How do you maintain (or top up) your reserves of patience and compassion for your patients (and maybe sometimes colleagues too), and make sure the dehumanising environment you’re working in doesn’t get in the way of your commitment to treating everyone as a person?

I’ve seen things I can’t unsee, and had experiences I wish I hadn’t. My name, Shahed, means witness; and I’ve witnessed a lot. With this it’s important to recognise my own humanity; to forgive myself and forgive others.

 

Before I began working with homeless people and in prisons I was quite thin skinned, and now I’ve got quite a thick skin. I look at the bigger picture.

 

At the same time, I want to thrive and flourish in my role. One of the ways I do this is with humour, which is often dark humour but it’s my coping mechanism. You do tend to find that people who work in high stress environments have dark humour; it keeps us all going. It’s not at the expense of patients – it’s at the expense of ourselves. We have to be able to laugh at ourselves, not take ourselves too seriously, and not take it to heart when people who come to see you are swearing, insulting you or banging the desk.

 

It’s also important not to be too hard on yourself, and amongst colleagues to look out for each other. People who choose medical careers tend to be quite meticulous, which is a good thing. But the flip side is that we can be hard on ourselves, focus on things that could have gone better and overlook the things we do well. This can lead to burn out, depression and self-harm.

 

Do you have a favourite book? If so, what is it and why?

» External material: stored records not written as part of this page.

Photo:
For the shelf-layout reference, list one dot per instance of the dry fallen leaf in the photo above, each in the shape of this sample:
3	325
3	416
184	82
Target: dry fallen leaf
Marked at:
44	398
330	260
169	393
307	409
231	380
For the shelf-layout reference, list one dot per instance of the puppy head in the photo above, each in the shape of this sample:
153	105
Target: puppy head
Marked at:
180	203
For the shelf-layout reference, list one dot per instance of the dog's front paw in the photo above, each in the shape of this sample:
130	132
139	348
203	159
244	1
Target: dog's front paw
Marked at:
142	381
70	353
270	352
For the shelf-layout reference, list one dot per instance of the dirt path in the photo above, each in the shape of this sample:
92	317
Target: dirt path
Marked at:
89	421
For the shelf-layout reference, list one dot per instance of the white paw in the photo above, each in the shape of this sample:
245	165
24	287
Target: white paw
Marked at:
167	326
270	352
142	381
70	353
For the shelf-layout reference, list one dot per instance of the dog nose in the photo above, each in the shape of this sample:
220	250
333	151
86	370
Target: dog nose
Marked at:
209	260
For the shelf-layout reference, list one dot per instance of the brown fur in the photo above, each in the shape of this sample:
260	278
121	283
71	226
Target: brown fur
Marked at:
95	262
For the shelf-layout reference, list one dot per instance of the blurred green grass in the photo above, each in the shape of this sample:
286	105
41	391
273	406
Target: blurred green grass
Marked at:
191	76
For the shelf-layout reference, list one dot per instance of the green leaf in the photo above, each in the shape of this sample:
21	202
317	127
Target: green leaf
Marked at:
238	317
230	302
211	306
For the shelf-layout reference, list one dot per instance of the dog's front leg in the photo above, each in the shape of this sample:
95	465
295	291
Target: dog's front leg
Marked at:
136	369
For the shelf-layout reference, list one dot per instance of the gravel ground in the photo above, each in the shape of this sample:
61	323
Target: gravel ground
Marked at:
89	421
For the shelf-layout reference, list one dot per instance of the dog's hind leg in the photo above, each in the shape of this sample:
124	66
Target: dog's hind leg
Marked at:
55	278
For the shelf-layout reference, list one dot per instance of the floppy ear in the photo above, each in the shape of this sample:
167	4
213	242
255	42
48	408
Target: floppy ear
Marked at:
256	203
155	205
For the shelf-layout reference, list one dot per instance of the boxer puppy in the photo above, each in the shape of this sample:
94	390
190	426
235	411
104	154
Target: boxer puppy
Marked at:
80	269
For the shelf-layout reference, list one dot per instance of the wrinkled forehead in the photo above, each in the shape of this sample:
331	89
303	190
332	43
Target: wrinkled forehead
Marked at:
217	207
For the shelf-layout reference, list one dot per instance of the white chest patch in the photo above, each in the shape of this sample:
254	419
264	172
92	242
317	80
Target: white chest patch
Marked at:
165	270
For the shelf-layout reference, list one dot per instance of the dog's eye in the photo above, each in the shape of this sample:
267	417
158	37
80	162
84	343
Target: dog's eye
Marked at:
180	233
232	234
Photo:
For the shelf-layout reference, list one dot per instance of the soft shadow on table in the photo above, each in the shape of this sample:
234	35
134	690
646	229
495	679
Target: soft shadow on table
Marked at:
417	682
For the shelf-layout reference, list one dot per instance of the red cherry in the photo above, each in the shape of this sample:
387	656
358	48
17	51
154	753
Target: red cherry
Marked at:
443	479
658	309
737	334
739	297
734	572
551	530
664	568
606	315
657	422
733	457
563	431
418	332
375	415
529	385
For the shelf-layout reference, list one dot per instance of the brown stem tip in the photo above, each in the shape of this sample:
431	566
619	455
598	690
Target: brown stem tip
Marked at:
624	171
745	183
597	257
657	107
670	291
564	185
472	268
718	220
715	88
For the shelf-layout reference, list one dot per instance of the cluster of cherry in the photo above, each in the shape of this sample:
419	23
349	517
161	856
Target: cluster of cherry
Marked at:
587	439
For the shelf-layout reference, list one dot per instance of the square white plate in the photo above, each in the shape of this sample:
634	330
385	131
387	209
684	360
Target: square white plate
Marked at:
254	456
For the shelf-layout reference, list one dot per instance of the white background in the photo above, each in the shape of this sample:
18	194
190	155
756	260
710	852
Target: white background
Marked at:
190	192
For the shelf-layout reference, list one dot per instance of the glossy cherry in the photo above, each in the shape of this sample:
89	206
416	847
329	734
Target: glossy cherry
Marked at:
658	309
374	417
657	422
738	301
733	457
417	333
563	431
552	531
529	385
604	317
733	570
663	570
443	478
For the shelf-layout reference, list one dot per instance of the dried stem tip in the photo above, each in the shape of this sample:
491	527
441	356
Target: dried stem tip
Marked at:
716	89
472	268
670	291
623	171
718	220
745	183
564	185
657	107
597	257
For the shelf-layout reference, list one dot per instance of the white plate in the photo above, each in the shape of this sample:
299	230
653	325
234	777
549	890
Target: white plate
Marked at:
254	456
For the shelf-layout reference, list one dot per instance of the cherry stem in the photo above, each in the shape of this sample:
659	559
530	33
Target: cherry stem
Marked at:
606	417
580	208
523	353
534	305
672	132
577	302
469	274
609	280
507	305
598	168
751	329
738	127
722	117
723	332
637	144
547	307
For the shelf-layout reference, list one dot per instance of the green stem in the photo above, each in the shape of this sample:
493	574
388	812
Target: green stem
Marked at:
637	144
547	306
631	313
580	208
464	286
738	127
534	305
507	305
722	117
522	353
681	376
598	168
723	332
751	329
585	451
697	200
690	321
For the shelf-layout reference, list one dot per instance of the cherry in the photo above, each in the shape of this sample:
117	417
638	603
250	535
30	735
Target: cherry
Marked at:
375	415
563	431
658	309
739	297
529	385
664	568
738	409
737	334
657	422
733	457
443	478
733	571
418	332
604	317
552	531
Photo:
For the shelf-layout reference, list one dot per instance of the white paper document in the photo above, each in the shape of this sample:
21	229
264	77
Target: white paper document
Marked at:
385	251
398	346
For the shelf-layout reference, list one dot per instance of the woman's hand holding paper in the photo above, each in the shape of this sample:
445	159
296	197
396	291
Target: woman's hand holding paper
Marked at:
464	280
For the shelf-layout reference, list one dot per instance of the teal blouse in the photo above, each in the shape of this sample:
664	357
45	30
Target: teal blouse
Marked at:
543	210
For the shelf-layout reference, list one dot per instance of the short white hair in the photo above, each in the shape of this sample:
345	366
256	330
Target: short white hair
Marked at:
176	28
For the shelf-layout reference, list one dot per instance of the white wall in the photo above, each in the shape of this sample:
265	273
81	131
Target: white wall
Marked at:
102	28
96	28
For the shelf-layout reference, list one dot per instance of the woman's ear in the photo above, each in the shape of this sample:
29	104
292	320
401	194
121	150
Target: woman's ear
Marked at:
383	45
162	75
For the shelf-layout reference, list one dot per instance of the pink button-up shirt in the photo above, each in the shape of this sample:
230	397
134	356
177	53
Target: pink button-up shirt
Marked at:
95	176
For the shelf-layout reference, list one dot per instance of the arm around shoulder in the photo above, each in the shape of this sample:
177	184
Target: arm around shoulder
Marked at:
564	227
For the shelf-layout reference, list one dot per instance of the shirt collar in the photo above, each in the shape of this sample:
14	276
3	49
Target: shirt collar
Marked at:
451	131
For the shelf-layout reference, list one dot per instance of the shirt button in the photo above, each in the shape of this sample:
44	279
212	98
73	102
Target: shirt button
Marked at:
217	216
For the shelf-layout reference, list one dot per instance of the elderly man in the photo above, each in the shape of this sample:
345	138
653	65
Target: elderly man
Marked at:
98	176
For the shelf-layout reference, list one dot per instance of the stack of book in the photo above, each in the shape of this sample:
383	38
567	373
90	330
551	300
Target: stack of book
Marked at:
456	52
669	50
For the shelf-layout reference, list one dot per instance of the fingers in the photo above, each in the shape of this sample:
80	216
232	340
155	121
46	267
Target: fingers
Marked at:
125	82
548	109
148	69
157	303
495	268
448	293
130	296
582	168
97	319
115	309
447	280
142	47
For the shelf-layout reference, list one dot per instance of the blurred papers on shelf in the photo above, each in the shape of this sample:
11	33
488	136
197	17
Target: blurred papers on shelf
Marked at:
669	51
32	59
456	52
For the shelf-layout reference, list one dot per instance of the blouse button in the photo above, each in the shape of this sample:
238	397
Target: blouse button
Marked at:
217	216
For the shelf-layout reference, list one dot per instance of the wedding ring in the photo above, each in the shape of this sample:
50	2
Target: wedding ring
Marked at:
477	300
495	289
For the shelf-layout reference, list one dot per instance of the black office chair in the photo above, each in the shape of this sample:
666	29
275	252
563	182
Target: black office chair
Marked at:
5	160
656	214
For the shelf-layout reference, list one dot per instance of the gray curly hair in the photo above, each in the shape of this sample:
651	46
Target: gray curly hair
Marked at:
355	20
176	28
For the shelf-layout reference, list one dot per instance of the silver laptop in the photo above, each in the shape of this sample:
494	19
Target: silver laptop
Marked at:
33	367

I’m a moody reader, so my favourite books depend on my mood. We had stormy weather in late November and I picked up Wuthering Heights, which I’ve read many, many times. It was one of my favourite books when I was a teenager. But whenever there’s driving rain that book just pops into my mind.

 

Autumn spooky season is when I read lots of ghost stories. Spring is very different. I have lots of books on my to-be-read pile, and I have some that I keep always to hand.

 

Probably one of my favourite books is Beloved by Toni Morrison. I love, love, love this book; I think it’s the voice that holds me, the cadence, the melody, the poetry right from the opening sentence. I’ve read everything by Toni Morrison – she’s the GOAT; I absolutely love her.

 

I make time to read. I’m a writer, so I find the way I process the world is through writing, and reading is part of this. I tend to write between 10pm and 2am every day. I don’t need a lot of sleep so I make sure I write every day, and that’s my time.

 

Reading is something that’s been really positive in my life and I want others to benefit from it as I have. In male prisons in particular I see people who prioritise going to the gym, and I would love there to be a recognition of the equal importance of a mental gym, which is a library. Reading promotes mental toughness, understanding and empathy. Thinking of reading in this way could help us start tackling the issues we have with men in particular not talking about their health, especially their mental health. Prisons could be the sorts of places to start these processes.

 

For those who want to learn more about his experiences and working life, Dr Yousaf’s book Stitched up – Stories of life and death from a prison doctor is readily available in print, audiobook and on Kindle. We’re grateful to him for taking the time to talk to Shannon Trust, for his interest in our work, and for encouraging some of his patients to try our programmes.